The Senate committee report into the establishing legislation covers in detail the comprehensive criticism in just about all submissions of the commissions inadequate independence and acknowledges, “scope for the model to evolve through implementation and review.”
However, the committee concludes, “further delay in creating a steward would leave the sector without the guidance it urgently requires. Australia needs a body to provide long‑term direction for the tertiary sector, and these bills offer the most practical way to achieve that.”
The reports follows capitulation last month by all the university lobbies. As Vicki Thomson from the Group of Eight put it, “we will not be better off without an ATEC.”
Coalition senators demur, opposing the Bill outright, quoting submissions to the inquiry at length and warning, it lacks “legislative clarity, proper safeguards, and a credible demonstration that the proposed body will improve on existing frameworks.”

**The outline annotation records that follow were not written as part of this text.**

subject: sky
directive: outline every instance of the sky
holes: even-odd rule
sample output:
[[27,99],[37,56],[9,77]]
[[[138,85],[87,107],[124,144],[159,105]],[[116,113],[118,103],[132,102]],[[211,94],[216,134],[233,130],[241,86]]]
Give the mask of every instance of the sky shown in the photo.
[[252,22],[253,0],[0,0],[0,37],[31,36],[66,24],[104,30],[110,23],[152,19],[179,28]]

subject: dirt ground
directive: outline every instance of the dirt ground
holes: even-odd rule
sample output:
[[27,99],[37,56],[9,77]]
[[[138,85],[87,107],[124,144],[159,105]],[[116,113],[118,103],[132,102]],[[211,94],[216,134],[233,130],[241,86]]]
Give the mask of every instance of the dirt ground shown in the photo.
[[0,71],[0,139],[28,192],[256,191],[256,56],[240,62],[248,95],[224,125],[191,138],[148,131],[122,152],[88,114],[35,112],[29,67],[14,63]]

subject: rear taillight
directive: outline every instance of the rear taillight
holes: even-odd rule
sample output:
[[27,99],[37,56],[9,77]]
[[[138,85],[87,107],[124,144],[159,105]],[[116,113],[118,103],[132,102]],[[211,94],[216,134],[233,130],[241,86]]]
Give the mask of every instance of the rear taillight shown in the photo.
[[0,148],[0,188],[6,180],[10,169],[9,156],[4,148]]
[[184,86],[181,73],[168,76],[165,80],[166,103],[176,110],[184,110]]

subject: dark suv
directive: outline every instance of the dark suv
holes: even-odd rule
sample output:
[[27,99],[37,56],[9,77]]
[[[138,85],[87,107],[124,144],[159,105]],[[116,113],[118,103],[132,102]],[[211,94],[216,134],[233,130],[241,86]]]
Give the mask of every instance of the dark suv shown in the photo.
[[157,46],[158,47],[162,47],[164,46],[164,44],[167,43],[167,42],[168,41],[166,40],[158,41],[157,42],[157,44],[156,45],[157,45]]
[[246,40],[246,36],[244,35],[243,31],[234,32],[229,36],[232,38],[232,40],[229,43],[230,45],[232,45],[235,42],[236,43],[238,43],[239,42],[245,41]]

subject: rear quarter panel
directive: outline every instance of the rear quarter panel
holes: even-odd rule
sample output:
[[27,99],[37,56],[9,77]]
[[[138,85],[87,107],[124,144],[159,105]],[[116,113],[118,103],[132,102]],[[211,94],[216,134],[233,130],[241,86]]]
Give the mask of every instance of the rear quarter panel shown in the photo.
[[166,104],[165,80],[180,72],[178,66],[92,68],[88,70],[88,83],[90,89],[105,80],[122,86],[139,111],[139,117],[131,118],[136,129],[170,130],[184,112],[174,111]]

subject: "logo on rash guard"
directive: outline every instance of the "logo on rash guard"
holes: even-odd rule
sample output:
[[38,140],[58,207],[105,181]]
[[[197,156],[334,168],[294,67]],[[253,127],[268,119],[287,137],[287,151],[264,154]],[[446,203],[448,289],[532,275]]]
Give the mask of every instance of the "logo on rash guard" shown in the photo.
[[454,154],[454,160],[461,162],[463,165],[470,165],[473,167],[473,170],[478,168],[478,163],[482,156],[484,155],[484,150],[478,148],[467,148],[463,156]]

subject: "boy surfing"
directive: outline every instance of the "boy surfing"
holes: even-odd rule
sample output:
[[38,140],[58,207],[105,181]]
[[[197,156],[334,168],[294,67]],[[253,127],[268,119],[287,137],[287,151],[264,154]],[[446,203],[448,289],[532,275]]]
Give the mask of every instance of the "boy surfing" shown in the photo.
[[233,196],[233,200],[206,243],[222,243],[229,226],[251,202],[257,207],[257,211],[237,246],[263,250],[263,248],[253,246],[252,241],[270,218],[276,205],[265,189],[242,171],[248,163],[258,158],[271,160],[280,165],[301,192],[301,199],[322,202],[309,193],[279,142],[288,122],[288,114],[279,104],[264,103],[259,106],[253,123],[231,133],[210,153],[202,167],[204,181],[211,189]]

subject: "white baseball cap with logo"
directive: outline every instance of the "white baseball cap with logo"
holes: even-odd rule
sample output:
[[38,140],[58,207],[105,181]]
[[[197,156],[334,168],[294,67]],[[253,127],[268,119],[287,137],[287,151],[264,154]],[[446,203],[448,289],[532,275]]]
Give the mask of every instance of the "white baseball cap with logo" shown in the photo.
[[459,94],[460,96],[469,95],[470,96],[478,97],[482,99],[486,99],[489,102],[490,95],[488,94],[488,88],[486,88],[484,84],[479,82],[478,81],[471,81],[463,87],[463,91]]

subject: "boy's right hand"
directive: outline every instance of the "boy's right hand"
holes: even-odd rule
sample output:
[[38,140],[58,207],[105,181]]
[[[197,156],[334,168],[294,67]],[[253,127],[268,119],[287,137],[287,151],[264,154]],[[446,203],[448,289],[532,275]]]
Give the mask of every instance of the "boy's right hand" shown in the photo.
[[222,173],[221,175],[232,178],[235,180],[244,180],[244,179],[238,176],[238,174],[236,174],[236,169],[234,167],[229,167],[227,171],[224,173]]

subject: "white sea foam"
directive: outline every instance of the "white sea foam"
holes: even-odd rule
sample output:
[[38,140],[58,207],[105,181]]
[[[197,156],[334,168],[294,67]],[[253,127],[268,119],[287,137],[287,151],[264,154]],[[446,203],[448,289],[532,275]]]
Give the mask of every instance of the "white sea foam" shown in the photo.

This means the government needs the support of the Greens which has enough votes for the Bill to pass. And it appears they will. The comrades’ dissenting report calls for the end of the Job Ready Graduates funding model but goes no further. That will occur when the Greens own bill to abolish JRG comes on. Otherwise the Greens propose eight amendments some of which the coalition might vote down.
They may not, for example, want ATEC investigating “student contributions” to course costs, which would remind the world JRG was created on the LNP’s watch. And the government might make concessions, calls for “clarity” in the regulatory role of TEQSA is surely not a bill-killer. Ditto on including “an explicit focus on research” in ATEC’s roles and allowing it investigate what it likes without direction from the Minister.
So, one way or another universities are going to get an ATEC. Not least because Education Minister Jason Clare wants one and people trust him. Independent ACT senator David Pocock explains in his committee statement, recommending 11 amendments, mostly like the Greens.
“The Albanese Government, and Education Minister, the Hon. Jason Clare MP in particular, deserves credit for continuing to pursue higher education reform over both their first, and now second terms of government. From establishing a legislated National Student Ombudsman to amending the rate of indexation on student debt and now legislating the Commission, these are key achievements that deserve appropriate recognition.”
Good-o, except Mr Clare will not be Minister for ever.